If I was thinking of films that I wish would get a sequel, Sicario would not be on that list. Released in 2015 and starring Emily Blunt, it was directed by the great Denis Villeneuve (then coming off Prisoners and Enemy) and telling of an attempt to take down a Mexican drug cartel. It wasn’t the timeliest of films (as the number of homicides in the city of Juarez had fallen from 3,500 to 311 in the past five years), but it was really good and most importantly self-contained. It also had a heck of a supporting cast including Benicio del Toro, Josh Brolin, Victor Garber, Jon Bernthal, Daniel Kaluuya, and Jeffrey Donovan (the guy who wasn’t Bruce Campbell on Burn Notice as even my mom knows him) and a script from the man who would write Hell or High Water and then write and direct Wind River. But since then, Villeneuve has gone on to bigger and better things and the Mexican immigrant debate has become inescapable. But don’t you worry at all; no one will ever mistake Sicario: Day of the Soldado of being relevant.
It’s tempting to start Soldado (the original, easier to say title) on my shitlist for losing Blunt in the transition, but aside from only explaining what a “sicario” is if you happen to hear the word and read the subtitle (it’s a hitman, this film has nothing to do with hitmen), it works perfectly fine as a separate film. Del Toro, Brolin, and Donovan all return here with del Toro taking the center stage. It’s a good thing too because he’s the only actor in this movie who is compelling at all, who feels like a full character, who actually commands the screen when he appears.
Instead, Soldado started on my shitlist with a pair of terrible opening scenes that are just embarrassingly bad and out of touch. It’s clearly meant to provoke and while it does propel the entire plot, it just means the film ends up getting lost trying to justify what the hell this has to do with prompting the US to want to start an internal civil war between drug cartels, but I guess they mostly succeed in that I eventually stopped trying to rationalize it. Brolin heads up the task force with del Toro on it and given the okay to go dirty. Brolin’s had such a great year, but this is just him doing a tired Tommy Lee Jones with some hackneyed dialogue and occasionally yell about how this isn’t the kind of reason he thought he was fighting for. Catherine Keener shows up to oversee them all and I’m pretty sure in one scene they didn’t even cut out her walking away and grabbing her paycheck.

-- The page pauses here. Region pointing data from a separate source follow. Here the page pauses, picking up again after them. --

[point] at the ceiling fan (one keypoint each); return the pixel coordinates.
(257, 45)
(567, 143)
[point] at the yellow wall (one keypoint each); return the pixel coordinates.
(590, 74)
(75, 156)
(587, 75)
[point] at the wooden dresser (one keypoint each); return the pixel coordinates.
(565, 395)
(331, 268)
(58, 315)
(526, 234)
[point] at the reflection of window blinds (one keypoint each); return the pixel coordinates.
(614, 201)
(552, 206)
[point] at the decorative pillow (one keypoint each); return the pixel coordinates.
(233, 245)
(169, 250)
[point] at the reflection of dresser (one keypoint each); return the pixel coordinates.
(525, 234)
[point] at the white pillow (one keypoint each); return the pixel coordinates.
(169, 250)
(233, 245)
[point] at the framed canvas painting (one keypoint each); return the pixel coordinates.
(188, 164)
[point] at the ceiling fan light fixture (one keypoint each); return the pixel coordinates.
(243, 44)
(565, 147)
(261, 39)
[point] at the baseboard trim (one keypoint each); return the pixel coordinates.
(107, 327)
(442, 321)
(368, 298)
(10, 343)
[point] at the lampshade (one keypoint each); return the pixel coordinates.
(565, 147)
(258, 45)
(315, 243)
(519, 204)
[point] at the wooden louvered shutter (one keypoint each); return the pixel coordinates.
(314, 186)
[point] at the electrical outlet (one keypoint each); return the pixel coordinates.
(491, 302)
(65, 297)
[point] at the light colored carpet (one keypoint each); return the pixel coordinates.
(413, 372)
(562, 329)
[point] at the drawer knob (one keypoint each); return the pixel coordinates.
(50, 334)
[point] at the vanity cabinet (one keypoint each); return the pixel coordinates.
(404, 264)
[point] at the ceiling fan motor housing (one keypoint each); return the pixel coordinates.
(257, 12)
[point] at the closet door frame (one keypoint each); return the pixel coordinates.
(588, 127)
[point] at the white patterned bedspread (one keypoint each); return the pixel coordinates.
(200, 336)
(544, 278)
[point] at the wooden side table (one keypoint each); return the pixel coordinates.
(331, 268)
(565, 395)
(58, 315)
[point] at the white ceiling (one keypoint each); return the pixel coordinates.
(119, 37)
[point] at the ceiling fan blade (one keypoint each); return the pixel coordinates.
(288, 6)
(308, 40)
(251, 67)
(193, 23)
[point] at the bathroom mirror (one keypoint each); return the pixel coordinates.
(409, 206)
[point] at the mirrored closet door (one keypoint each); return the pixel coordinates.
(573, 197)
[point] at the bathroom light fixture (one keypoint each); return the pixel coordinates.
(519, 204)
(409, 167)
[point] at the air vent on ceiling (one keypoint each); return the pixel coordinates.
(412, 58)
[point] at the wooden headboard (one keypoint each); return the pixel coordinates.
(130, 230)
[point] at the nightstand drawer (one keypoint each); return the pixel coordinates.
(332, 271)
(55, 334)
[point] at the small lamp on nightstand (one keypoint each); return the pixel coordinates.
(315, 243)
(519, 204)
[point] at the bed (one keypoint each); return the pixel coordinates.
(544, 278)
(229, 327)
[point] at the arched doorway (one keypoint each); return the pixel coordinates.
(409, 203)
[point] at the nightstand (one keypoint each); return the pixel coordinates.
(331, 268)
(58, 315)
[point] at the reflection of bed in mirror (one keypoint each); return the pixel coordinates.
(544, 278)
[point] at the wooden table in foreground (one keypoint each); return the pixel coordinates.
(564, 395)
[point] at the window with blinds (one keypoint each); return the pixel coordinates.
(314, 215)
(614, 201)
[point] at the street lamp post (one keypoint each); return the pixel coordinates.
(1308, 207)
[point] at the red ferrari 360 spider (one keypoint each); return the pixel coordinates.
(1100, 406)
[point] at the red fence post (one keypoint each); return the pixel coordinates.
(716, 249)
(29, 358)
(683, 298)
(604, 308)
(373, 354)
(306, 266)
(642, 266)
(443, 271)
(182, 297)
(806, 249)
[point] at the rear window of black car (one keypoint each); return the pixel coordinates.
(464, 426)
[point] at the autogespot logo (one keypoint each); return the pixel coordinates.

There’s also another side plot with a Mexican teenager who is being drawn into the world of criminal life on the border. It is disconnected for a large portion of it, bland, and the actor (Elijah Rodriguez) is a void of charisma. He is clearly meant to have an arc too, but we never get a sense for who he is. He just shows up and does his thing each time as if we are going down an invisible checklist. We also get a kidnapped teen played by Isabela Moner (Transformers: The Last Knight, a film I had forgot existed, let alone came out last year) who is a bit better and could have stood to have more sustained screen time.
The film is more violent than I remember Sicario being, but cartoonishly so and going for shock moments that never come. It’s filled with explosions and people getting gunned down but none of it has any impact save for one which did only because it was so loud, the jump scare of the action world (though you can see it coming). The score by Hildur Guðnadóttir (replacing the late Jóhann Jóhannsson) is overblown as if the filmmakers are trying (and failing) to will their movie exciting. The cinematography in The Crow and Dark City are some of my favorites, but let’s be honest, Dariusz Wolski is not Roger Deakins and the film lacks the visual inspiration of the first film or much of any at all.
The film once or twice runs up against an actually relevant idea but at best they are left to offhanded remarks. There’s a clear sequel hook for a third film that I’m not sure if it was more laughable or infuriating. There’s so much room for a film discussing US-Mexican relations, violence in Mexico, and the border, but this is not that film. It is ill-suited to all those tasks, offering nothing new or worthwhile to say. And no, I am not just bitter that Sorry to Bother You wasn’t listed as playing at the theater on Thursday night until I saw it listed above a theater sign and I had already committed to seeing this damn movie. At least now I am finally caught up on my theater backlog.